Unless you’ve been visiting some other planet, it’s more than likely
you’ve heard or read about the so-called ‘rootkit’ software that was
found on some copy protected Sony BMG audio CDs recently.
It used to be we only had to worry about the bad guys putting bad stuff
on our computers. Now, we also need to worry about the good guys. Yes, I
know spyware has been around for some time now, but this case strikes me
as a particularly egregious example of good guys trying to do bad things.
In fairness, I should point out that the Sony BMG software in question
doesn’t appear to be the same situation as a traditional rootkit per se
— if there is such a thing as a traditional rootkit. For starters, it
doesn’t appear to be the case that the software was planted maliciously.
There’s no shortage of bad judgment, arrogance, and so on, but malice
still would be a stretch.
That said, it sure did have many of the same characteristics as the
rootkits that we’ve seen attackers use for more than a decade against our
computers — it hid its presence, was difficult to remove, and such. But
that’s not what I’m here to talk about.
What Sony BMG’s ill-fated copy protection software did was expose, yet
again, the weak underbelly of so many of today’s popular desktop
operating systems. Behind that user-friendly graphical interface lies an
enormous architectural flaw. (Well, to be fair, the flaw is really in the
way our systems are usually configured — albeit using the default
settings provided by their vendors all too often.)
Any guesses as to what this pernicious flaw is?
Consider this: On your desktop, are you able to run software, as well as
install it, all from your normal user account? It is painfully common to
find desktop user accounts with system-level privileges. That’s in direct
conflict with one of Salzer and Schroeder’s classic principles: least
privilege.
Sure, it’s easier to give users the ability to install software on their
own systems. The conventional wisdom in many IT shops is that it results
in fewer help desk calls from users who demand the ability to install
software. Although this may well be the case (but I’m inclined to
disagree), the problem that we saw with the Sony BMG copy protection
software is that the CDs in question were able to install their copy
protection software when the user inserted a CD containing the code. Had
that software installation failed due to insufficient privileges, the
rootkit would never have been installed. Oh, and the audio CD would
likely not have been played. (No good deed… )
Having general purpose desktop accounts that can run and install software
is an inherently dangerous practice that will inevitably lead to
re-installing your operating system when something really nasty happens.
Its sheer madness, if you ask me.
I’m not advocating environments where only the IT shop can install
software, although I’ve seen that work quite effectively more than once.
What I’m saying is that we would be well served to learn from the
historical mainframe operating systems and consider separating the
functions of software installation and software execution.

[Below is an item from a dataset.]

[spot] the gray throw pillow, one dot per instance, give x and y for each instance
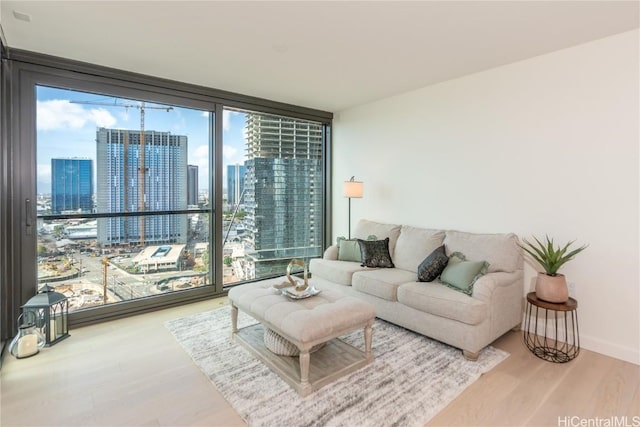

As in most mainframe operating systems, we’d have an administrative
account for software installations and lock down user accounts so they
can only run software. And, unlike most mainframe environments, it would
even be OK, at least in many cases, for the users to have access to both
worlds.
I know what you’re probably saying: Your desktop OS does exactly that by
way of an administrator account and regular user accounts.

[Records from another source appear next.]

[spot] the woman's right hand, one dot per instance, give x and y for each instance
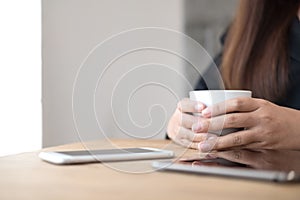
(180, 127)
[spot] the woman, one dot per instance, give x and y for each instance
(261, 54)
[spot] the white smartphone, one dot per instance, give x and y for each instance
(105, 155)
(283, 166)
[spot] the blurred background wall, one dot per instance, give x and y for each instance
(72, 28)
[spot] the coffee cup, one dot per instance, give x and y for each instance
(212, 97)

As I said earlier, the underlying operating systems, by and large, have
the ability to do this right out of the box, but it’s common to find that
dangerously circumvented on desktop and laptop systems. In the desktop OS
installations I’ve done during the past year or so, I’ve found the
installation process generally drove me to give the desktop user the
privileges needed to install software.
I’ve also found that this dual account model doesn’t always work well
with all software, but that’s another issue.

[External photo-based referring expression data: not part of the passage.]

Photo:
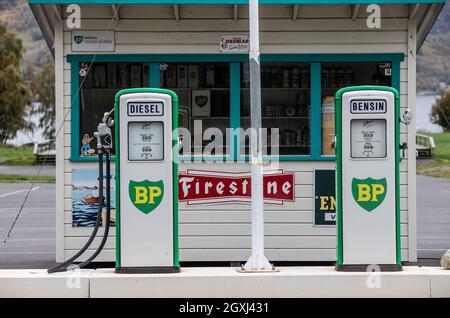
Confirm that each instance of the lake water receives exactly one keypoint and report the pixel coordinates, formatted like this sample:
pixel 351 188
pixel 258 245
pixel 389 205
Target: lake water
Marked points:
pixel 423 109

Don’t get me wrong… I’m not saying a simple mechanism like this will
solve all of our security problems, but it will sure help with some of
them. When done well, this mechanism includes good old file access
controls that would prevent users (and the little nasties that follow
them home through their browsers, emails, instant messages, etc.) from
affecting the installed software base, from the OS through the
legitimately installed applications.
Bye bye, Sony BMG rootkit and the like.
And of course, the success of a plan like this would rest on the software
installation practices themselves. That is, preventing malware from
getting into the system while the user is running software would only be
effective if the software gets installed carefully, following sound
practices. I’m not unrealistic about what it would take to accomplish
this. It’s going to be tough to get the whipped cream back into the can,
as it were.
Even with these caveats in mind, I’m still convinced our desktop
operating systems would be safer places if we did a much better job at
separating the functions of software installation and software execution.